Selasa itu jadwal mengajar padat tapi badan sungguh nggak bisa diajak kompromi. Sedari pagi berasa meriang. Berusaha melawan sekuat tenaga sampai akhirnya tumbang 34sekitar jam 13.00 dan memutuskan untuk pulang dan tidur. Hari berikutnya pun sama, tapi untungnya kelas Rabu sudah selesai semua, jadi bisa istirahat di rumah. Seharian cuma tiduran sambil megangin kepala yang rasanya mau copot.
Tapi siang itu abang tetiba pulang. Sengaja meninggalkan segala urusan pekerjaan untuk bisa makan siang bersama kami berdua. Menu sederhana, kebersamaan yang menyenangkan. Meskipun nggak ada selera makan, tetep menemani 2 orang tercinta setelah menenggak ponstan entah untuk yang keberapa kalinya. Sinusitis memang belum ada obatnya kecuali pereda sakit. 🙁
“Tumben hari ini nggak hujan ya. Gimana kalo sore ini kita ngopi di Umbul Sidomukti? Kayanya asyik ngopi sambil liat pemandangan sore, apalagi Nadia belum kemana-mana liburan ini,” tawaran abang langsung membuat sekitar 50% pusingku lenyap.

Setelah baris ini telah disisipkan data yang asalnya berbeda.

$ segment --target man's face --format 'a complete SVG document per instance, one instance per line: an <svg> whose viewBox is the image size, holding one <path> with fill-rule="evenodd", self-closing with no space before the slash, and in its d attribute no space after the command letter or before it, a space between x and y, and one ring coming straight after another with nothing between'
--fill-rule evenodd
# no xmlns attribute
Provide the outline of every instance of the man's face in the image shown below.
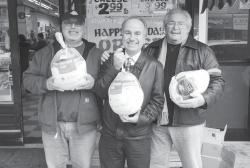
<svg viewBox="0 0 250 168"><path fill-rule="evenodd" d="M122 42L128 54L137 54L145 43L146 29L138 19L131 19L123 27Z"/></svg>
<svg viewBox="0 0 250 168"><path fill-rule="evenodd" d="M74 21L65 20L62 23L62 33L65 41L78 42L83 37L83 25Z"/></svg>
<svg viewBox="0 0 250 168"><path fill-rule="evenodd" d="M184 42L188 37L189 31L190 28L187 25L186 17L182 14L173 14L165 25L167 40L172 44Z"/></svg>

Entah kenapa badan yang masih nggak karuan ini langsung menerima ajakan jalan itu. mungkin sistem di badanku ini belum punya kata “tidak” untuk ajakan jalan-jalan. Ajaibnya justru kata jalan-jalan itu langsung membuat badan lebih baik dan hati lebih sumringah hahahaha. Oke … let me put my sweater on and lets get some fresh mountain air.
Kolaborasi udara gunung yang sejuk dan semangat untuk jalan-jalan seketika berhasil mengusir meriang dan ponstan sudah mulai bekerja dengan baik. No more headache. Kami memutuskan untuk mampir ke Umbul Sidomukti dulu, menikmati rawa pening dari kejauhan. Terakhir kali kemari, Umbul Sidomukti jadi lautan manusia, jadi kami nggak dapet foto yang bagus. Pengunjung sore itu nggak seramai saat weekend, tapi mungkin karena liburan sekolah sudah mulai. Jadi ada beberapa rombongan keluarga disini. Terima nasib lah, susah juga kalo mau nunggu sepi.

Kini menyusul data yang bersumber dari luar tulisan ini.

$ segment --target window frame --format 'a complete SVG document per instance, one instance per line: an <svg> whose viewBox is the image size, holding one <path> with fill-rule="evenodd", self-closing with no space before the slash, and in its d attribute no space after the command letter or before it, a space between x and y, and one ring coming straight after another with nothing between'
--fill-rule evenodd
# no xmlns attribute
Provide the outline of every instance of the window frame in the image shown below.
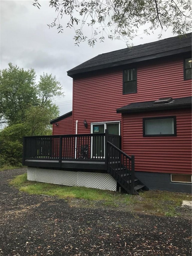
<svg viewBox="0 0 192 256"><path fill-rule="evenodd" d="M186 69L189 69L190 68L191 69L191 68L186 68L185 67L185 60L187 59L191 59L190 57L188 57L188 58L185 58L183 60L183 77L184 78L184 80L189 80L191 79L191 78L186 78L186 73L185 71ZM192 66L192 63L191 63Z"/></svg>
<svg viewBox="0 0 192 256"><path fill-rule="evenodd" d="M152 119L163 119L168 118L173 118L173 127L174 133L172 134L145 134L145 121L146 120ZM177 127L176 123L176 116L158 116L155 117L144 117L143 118L143 137L175 137L177 136Z"/></svg>
<svg viewBox="0 0 192 256"><path fill-rule="evenodd" d="M135 69L136 70L136 79L135 80L130 80L130 81L125 81L124 72L126 70L130 70L130 69ZM123 71L123 94L129 94L131 93L136 93L137 92L137 70L136 68L132 67L130 68L125 68ZM132 82L132 81L135 81L136 83L136 91L133 92L125 92L125 82Z"/></svg>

Memang bener kalo udara segar dan pemandangan yang cantik membuat kita melupakan semua beban hidup sejenak. Termasuk juga beban sinusitisku. Langit yang sedikit berawan menjadi kawan menikmati lukisan Ilahi. Kolam renang berisi air gunung yang terletak di salah satu sudut gunung Ungaran ini tampak mempesona. Simple yet gracefull.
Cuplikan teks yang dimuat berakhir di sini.